Las causas del estrés pueden ser múltiples, una de ellas es tu trabajo, así que por lo menos, en lo que respecta a este ámbito, puedes actuar sobre unos pocos puntos clave, siendo esto muy útil para reducir o controlar tu estrés.

- Utiliza una lista de tareas: puedes escoger varios sistemas para mejorar o incrementar tu productividad personal, si le dedicas suficiente atención y esfuerzo conseguirás reducir significativamente tu nivel de estrés, pero este es un proceso largo, así que empieza por el nivel más básico: utilizar listas de tareas. Anota tus tareas en una lista y tenla actualizada, esto no lo es todo, porque luego tendrás que procesarlas y tampoco es fácil, pero como mínimo tu cerebro se relajará, no tendrá que almacenar un gran volumen de información, ni recordarte constantemente que tienes cosas por hacer. Además, tener tus tareas pendientes en una lista también favorece que se hagan antes.

estres y productividad laboral- Da la importancia adecuada a las cosas: no magnifiques, no busques problemas donde no los hay. Por otro lado, en tareas que te dan pereza porque subjetivamente no les das importancia (repetitivas, monótonas y poco motivadoras), aquellas que en las que pasas más tiempo maldiciendo por tenerlas que hacer que haciéndolas, búscales su lado útil, busca su lado importante, como por ejemplo ¿qué repercusión que tendrá lo que estás haciendo?, ¿forman parte de un proyecto de rango superior cuyo resultado será importante?.

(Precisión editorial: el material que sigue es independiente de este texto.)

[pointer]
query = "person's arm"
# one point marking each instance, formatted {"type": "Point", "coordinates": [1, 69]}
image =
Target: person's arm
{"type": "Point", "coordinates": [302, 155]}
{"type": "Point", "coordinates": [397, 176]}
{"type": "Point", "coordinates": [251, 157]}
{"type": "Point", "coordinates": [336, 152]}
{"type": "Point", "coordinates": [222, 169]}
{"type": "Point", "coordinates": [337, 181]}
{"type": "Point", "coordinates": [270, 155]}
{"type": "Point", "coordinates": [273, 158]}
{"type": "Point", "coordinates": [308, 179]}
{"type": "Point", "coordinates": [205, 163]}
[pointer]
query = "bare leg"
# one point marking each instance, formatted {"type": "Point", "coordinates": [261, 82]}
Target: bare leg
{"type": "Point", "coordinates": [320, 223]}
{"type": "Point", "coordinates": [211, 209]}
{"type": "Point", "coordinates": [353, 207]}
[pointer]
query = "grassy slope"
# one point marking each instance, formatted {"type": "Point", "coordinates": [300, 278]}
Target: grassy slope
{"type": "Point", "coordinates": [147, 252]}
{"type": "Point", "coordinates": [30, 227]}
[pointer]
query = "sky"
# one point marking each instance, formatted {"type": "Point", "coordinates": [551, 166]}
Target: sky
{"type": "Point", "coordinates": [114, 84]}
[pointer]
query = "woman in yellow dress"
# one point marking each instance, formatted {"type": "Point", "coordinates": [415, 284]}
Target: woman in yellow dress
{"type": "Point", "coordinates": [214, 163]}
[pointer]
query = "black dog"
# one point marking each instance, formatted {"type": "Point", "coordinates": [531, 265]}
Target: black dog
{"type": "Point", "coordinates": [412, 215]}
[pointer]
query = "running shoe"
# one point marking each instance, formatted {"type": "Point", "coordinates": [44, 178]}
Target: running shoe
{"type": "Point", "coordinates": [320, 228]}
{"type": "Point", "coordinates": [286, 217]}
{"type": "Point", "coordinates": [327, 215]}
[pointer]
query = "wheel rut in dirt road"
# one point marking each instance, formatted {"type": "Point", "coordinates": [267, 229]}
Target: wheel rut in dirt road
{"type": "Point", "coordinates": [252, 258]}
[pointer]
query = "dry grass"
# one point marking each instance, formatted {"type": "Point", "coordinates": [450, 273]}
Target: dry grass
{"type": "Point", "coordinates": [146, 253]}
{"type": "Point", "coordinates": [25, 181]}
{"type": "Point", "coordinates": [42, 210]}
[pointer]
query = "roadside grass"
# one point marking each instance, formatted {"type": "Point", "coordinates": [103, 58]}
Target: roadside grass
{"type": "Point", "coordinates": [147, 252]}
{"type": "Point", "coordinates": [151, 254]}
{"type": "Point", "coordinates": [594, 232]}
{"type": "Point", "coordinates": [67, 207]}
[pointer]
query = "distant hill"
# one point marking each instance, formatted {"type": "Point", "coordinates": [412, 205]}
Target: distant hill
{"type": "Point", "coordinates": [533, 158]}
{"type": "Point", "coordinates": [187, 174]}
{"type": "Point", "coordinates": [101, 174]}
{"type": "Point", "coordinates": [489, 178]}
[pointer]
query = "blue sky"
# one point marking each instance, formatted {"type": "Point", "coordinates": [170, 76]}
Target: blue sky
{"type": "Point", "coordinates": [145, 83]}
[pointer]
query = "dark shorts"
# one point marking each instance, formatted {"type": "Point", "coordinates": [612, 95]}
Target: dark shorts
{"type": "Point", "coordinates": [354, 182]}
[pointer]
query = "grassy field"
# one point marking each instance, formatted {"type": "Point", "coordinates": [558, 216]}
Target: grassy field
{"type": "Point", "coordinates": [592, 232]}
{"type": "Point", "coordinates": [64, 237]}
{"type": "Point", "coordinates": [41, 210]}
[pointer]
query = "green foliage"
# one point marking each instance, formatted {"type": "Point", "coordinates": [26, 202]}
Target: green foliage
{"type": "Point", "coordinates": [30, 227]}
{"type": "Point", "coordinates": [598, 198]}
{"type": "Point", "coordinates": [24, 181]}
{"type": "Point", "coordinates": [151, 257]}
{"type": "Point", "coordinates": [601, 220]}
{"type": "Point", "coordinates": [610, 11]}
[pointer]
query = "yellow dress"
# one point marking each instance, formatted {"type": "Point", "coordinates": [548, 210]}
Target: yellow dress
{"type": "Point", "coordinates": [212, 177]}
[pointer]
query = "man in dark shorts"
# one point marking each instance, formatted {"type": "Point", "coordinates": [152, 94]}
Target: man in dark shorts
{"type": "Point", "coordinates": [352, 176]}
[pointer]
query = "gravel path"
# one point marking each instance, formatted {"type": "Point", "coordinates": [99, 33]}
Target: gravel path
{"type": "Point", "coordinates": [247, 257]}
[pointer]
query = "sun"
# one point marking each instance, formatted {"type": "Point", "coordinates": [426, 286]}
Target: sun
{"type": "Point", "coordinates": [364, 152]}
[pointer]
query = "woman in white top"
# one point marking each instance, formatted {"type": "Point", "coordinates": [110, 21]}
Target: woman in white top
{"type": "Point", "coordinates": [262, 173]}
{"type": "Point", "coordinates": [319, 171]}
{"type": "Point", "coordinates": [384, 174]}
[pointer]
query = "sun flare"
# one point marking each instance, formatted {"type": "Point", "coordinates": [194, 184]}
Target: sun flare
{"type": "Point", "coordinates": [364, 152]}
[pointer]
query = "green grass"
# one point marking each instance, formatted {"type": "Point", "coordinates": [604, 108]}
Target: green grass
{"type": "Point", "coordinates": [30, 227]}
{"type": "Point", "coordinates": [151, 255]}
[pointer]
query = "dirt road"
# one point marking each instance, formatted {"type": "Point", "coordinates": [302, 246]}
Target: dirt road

- No asumas más de lo que toca: todos cometemos errores, por lo tanto aprende y saca conclusiones de lo que ha pasado, y mira hacia adelante, pasa página cuanto antes mejor.

- Decide lo menos posible: reserva tus recursos para las decisiones importantes, hay cosas que tomes el camino que tomes, el resultado no va a diferir significativamente, así que no vale la pena encallarse sobre que decidir, esto es especialmente importante en aquellas pequeñas decisiones de las que se compone tu día a día. También, cuando decidas, aprovecha ya para marcar criterio para el futuro, en próximas ocasiones de la misma situación no vuelvas a darle vueltas, escoge lo que decidiste la primera vez (si es que no te equivocaste…en tal caso rectifica, y adelante).

Así, como vemos, la lucha contra el estrés la debemos afrontar desde varias vertientes, todas complementarias entre sí: buscar los mejores instrumentos (metodologías de productividad personal, lista de tareas, etc.), mejorar nuestros hábitos (toma de decisiones) y quitarnos complejos de encima (aprender de los errores, no magnificar,…).